Wednesday, July 6, 2016

Delta Blues

I don't know what your DBA life is like, but at my place at any given time only one gigantic database garners the majority of the development activity. I'm not directly involved in the development -- they don't fetch me into the design meetings nor copy me on design specs -- but I would still like to be aware of what changes are transpiring in the database (if anything to have some idea where to look when something suddenly goes awry). The quiet way to do this is to "delta" the database, comparing the current version to the database from say a week ago. To pull this off neatly (without having another copy of the gigantic database sitting around glomping up disk space) you need a couple of tricks and a good comparison tool.

First you should make a baseline "empty" copy of your production database -- a full copy without any data in the tables. From SSMS right click on your database, go to tasks, and then script database. When you get to the wizard page that specifies an output file location, after you type in a savefile name click on the Advanced button. Scroll down to where it has Create USE Statement and uncheck it. Also make sure the Script Triggers box is checked.

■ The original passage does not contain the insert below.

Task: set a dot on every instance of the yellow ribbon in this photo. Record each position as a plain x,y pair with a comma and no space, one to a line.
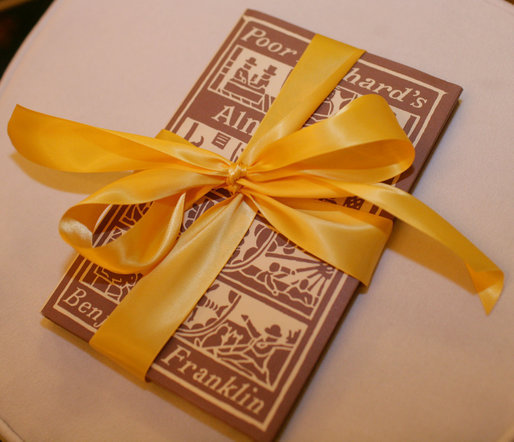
282,174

Now that you've got the whole thing scripted, create a new database with rather small file allocations (yeah you need to mimic the filegroup structures too) and while attached to your new database open up that sql query you just saved. Double check to assure you're attached to your new database and run your script. Boom, a new empty baseline database. Note though sometimes the sequence SSMS originally creates the script violates some dependencies between objects: you may have to run the same script over again so it actually creates everything.

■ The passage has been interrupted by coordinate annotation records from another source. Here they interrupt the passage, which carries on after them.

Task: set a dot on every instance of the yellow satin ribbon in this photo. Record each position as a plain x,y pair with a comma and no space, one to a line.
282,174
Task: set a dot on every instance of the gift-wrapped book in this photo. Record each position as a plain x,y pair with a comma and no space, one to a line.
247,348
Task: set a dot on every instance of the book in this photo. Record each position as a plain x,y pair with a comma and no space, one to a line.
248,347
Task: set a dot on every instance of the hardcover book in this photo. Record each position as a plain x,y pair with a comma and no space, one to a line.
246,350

A week of work goes by and now it's time to run a comparison. If you don't already have a commercial product then you will need to download a database comparison tool; several exist but I recommend Open dBdiff. It's especially nice since it comes with the source code to allow you to easily make small tweaks to change colors, button locations, and whatnot.

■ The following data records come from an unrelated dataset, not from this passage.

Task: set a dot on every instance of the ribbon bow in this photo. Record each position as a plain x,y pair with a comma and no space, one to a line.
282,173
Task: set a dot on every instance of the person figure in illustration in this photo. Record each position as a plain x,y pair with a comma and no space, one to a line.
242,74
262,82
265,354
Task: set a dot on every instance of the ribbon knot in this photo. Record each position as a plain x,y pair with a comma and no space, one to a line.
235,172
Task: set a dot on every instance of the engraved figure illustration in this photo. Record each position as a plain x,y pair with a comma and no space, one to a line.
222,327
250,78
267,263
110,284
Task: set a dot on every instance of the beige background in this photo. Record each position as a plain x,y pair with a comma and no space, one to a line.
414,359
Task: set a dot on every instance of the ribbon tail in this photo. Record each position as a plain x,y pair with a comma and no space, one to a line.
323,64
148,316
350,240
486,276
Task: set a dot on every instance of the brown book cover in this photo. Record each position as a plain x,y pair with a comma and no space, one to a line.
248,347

Once you run the comparison you will need to examine the change in each of the elements that differ. By clicking the checkbox in front of those that are significant, the tool builds the script to "true up" the versions. When you finish your review click on the Synchronized Script tab, and then the saveAs button to store the delta script to a file folder.

The next week attach to your previous-version database, run the script that was the delta from last week, and then open your comparison tool and delta your production database again. Now you have the changes for this week. If you do this every week, then after a while you have a whole history of changes. Working from the original fully scripted baseline database you can execute successive deltas to bring the empty database up to any particular point in time (well, within a week or so).